Monitor complete blood cell counts on Days 1 and 8 of every cycle and more frequently if clinically indicated. Withhold ONIVYDE if the absolute neutrophil count (ANC) is below 1500/mm3 or if neutropenic fever occurs. Resume ONIVYDE when the ANC is 1500/mm3 or above. Reduce ONIVYDE dose for Grade 3-4 neutropenia or neutropenic fever following recovery in subsequent cycles.

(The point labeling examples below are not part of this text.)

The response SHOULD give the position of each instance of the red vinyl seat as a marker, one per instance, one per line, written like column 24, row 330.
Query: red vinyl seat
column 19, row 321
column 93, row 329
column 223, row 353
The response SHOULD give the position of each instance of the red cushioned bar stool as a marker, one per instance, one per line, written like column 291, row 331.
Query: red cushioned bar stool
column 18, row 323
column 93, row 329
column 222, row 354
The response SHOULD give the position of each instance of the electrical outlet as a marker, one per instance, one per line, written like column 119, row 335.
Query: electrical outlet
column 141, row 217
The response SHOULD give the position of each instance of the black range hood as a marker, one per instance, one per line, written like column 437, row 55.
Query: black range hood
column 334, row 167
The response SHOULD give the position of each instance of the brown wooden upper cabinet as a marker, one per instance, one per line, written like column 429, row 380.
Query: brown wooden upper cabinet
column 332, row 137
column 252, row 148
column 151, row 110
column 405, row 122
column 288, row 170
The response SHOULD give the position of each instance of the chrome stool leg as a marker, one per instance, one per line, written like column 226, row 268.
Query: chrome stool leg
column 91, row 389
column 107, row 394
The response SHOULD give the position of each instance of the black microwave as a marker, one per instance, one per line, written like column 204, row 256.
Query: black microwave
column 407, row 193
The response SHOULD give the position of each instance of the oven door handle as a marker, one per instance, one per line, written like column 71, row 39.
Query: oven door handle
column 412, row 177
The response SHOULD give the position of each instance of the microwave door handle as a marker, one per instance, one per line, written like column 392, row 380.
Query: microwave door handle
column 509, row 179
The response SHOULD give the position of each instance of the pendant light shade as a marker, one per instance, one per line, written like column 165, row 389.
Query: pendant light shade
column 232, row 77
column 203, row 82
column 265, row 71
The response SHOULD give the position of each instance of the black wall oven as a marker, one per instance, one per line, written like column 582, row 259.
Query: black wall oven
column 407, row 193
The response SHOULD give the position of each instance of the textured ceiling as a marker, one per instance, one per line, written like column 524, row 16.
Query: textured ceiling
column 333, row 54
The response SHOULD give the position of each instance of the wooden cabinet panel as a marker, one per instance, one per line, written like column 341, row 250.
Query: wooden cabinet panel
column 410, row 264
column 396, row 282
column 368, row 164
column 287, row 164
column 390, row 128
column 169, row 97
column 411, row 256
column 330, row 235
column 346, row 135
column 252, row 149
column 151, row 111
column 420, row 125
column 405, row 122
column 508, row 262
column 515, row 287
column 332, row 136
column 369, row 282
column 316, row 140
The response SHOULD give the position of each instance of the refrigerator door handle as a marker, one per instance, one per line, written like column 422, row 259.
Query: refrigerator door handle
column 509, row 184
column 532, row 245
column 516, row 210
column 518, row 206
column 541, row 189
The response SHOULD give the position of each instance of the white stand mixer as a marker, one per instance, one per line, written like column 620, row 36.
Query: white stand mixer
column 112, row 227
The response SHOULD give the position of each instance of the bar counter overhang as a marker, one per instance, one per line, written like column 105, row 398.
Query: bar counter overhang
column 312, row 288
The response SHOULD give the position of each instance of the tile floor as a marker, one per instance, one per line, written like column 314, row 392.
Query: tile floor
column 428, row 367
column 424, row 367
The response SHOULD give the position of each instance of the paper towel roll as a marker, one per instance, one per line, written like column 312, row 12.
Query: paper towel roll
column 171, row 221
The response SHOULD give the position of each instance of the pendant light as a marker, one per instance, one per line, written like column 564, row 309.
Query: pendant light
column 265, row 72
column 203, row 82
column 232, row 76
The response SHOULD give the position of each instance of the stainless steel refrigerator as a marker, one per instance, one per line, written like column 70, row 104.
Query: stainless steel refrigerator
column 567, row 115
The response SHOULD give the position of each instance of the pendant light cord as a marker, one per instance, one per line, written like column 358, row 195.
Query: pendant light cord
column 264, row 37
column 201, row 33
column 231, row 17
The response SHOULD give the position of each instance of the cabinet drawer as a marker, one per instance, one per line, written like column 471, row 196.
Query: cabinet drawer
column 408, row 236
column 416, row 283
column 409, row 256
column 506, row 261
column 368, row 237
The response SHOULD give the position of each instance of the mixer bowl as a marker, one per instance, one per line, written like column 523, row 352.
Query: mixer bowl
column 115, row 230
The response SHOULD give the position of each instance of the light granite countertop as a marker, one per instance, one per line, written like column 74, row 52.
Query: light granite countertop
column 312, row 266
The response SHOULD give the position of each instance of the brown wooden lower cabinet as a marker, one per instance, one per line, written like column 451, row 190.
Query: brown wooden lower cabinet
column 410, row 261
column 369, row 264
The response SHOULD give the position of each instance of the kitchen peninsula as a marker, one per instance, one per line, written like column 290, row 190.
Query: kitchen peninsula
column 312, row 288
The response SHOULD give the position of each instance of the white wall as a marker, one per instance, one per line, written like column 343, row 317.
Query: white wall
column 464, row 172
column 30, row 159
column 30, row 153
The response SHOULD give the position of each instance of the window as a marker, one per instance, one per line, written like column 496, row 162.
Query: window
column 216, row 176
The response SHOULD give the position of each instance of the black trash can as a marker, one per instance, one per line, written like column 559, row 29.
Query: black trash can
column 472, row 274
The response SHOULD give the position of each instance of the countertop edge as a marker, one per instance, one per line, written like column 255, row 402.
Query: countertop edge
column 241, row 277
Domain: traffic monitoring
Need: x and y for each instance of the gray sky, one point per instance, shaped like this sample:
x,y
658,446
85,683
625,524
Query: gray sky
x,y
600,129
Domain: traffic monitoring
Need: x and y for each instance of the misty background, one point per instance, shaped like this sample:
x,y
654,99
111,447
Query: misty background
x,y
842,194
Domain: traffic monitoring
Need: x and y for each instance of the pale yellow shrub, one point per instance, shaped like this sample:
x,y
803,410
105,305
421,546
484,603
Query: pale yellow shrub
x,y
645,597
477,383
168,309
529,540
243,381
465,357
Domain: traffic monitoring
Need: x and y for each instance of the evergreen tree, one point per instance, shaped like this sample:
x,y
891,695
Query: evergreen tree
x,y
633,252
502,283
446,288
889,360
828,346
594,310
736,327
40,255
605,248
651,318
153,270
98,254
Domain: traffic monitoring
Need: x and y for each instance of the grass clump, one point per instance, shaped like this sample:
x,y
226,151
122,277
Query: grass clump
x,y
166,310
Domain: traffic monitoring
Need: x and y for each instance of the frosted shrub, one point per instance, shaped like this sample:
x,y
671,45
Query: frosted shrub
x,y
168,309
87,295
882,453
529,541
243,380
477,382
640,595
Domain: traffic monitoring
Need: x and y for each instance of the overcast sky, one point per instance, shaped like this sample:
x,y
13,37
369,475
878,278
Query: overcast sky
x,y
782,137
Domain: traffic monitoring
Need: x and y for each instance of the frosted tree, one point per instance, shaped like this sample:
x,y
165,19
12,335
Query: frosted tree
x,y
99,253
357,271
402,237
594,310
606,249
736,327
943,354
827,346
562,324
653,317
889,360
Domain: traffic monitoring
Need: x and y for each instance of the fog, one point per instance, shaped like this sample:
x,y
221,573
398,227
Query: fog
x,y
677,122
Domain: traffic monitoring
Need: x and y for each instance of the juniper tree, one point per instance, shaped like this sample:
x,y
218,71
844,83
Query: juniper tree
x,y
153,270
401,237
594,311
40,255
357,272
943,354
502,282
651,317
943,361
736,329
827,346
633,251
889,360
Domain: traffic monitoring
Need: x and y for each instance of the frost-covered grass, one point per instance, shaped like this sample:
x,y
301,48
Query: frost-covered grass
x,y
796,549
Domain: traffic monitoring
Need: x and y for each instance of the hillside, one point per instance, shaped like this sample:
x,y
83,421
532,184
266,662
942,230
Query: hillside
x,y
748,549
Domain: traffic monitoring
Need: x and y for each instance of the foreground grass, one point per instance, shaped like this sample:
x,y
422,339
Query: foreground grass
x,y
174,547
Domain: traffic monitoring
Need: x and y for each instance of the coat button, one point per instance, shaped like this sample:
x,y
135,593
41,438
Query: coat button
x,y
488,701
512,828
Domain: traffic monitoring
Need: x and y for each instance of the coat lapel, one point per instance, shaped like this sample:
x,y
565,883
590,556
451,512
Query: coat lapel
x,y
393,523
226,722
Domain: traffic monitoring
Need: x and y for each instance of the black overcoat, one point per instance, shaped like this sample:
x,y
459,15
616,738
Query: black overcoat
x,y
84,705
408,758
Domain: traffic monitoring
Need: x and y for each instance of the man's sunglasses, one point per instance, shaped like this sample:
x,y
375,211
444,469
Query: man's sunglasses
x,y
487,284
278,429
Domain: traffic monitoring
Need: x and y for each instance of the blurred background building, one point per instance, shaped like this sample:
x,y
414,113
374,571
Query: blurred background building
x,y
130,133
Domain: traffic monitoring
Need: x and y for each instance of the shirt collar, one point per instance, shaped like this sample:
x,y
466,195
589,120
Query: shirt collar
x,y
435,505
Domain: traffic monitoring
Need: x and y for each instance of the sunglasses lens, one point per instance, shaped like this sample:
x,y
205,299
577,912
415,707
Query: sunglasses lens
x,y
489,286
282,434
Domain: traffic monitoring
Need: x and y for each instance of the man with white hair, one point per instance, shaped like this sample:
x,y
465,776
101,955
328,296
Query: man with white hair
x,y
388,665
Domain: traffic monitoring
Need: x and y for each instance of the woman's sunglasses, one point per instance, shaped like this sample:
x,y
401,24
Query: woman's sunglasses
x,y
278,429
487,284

Severe Diarrhea: See Boxed WARNING. In NAPOLI 3, Grade 3 and 4 diarrhea (early-onset [within 24 hours of chemotherapy] and late-onset [more than 24 hours following chemotherapy]) occurred in 20% receiving NALIRIFOX. In NAPOLI-1, Grade 3 or 4 diarrhea occurred in 13% receiving ONIVYDE/FU/LV. The incidence of Grade 3 or 4 late-onset diarrhea was 9% in patients receiving ONIVYDE/FU/LV. The incidence of Grade 3 or 4 early-onset diarrhea was 3% in patients receiving ONIVYDE/FU/LV.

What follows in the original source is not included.